To put it bluntly, schools don’t give a damn about children’s rights– they might talk about such; but talk is cheap, while their actions clearly indicate otherwise. Schools clearly place their own interests first– which are in the opposite direction of the child’s.
To cure this, victims must know their rights, and the recourse available to them if these rights are violated; otherwise, such right are purely meaningless, idealistic and hypothetical, and only add insult to injury when a child is forced to recite an oath of loyalty to the state ending with “liberty and justice for all.”
However once victims know and anticipate this final recourse, they can take any appropriate steps up necessary to solve the problem, to and including this final recourse of prosecuting the bullies, schools and government.
For example, bullies can be sued for their unlawful behavior– as can schools and other parties whom the law holds liable; even governments can be sued for their respective culpability and wrongdoings.
Again, while legal action may not be the approprite remedy for a particular case, it MUST be included in the potential recourse of the victim; otherwise the bully and various enablers (i.e. schools and others who contribute to the bully’s behavior with their various actions and inactions) will have no incentive to change their behavior.
In contrast, the law EXISTS for the very purpose of securing individual rights;
but the school system has suppressed children’s rights for so long, that it has also suppressed the very idea that such laws exist– or are being broken in any way. Rather, the school simply DENIES bullying altogether– instead blaming the victim in any way possible, while leaving children to fend for themselves.

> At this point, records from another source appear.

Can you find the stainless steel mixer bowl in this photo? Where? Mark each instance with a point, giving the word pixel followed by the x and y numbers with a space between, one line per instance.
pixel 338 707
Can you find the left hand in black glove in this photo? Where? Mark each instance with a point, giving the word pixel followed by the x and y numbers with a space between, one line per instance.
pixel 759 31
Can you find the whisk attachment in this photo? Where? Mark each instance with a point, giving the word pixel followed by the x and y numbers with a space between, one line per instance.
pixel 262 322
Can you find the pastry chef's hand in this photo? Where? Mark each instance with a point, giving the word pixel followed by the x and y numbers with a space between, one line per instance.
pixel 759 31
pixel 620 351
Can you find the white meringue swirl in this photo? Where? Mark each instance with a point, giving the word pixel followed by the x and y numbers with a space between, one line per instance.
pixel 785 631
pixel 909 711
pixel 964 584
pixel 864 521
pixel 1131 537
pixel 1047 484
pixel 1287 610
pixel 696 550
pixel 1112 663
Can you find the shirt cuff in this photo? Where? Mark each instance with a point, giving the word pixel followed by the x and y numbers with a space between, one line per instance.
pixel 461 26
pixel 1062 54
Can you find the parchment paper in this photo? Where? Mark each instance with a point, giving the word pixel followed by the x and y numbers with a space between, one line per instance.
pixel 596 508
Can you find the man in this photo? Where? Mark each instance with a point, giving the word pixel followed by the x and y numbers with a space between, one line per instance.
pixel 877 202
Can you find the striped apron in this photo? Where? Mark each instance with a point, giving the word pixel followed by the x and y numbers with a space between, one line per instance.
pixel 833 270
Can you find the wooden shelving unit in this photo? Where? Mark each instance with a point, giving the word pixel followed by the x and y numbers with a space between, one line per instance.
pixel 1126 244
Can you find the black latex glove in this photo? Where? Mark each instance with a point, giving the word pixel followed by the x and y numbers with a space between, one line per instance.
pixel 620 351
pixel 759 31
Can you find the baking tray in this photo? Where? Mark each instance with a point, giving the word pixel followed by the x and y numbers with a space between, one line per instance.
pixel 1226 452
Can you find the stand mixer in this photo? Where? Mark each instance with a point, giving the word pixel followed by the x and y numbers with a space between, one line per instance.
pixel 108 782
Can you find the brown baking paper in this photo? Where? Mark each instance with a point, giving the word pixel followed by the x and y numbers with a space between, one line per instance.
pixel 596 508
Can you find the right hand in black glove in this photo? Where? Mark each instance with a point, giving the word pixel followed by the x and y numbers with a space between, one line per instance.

While most of this is due to the very existence of the school-system itself –i.e. state-authorized institutions which can subjugate individual liberty for state-interests, and thus are antithetical to civil liberties and indivdiual rights– the fact is that schools and bullies are NOT above the law, and can be held responsible for their actions and omissions in violating the rights of children and students.
In addition to informing people of their rights, I hope to soon form an association of lawyers who are willing to take on bullying-cases; this would be every bully’s worst nightmare.
Brian, thanks. Since writing here and in USA Today about this issue, I’ve heard from many parents of bullied kids and those who were bullied in the past. Some of them, like you, are taking action.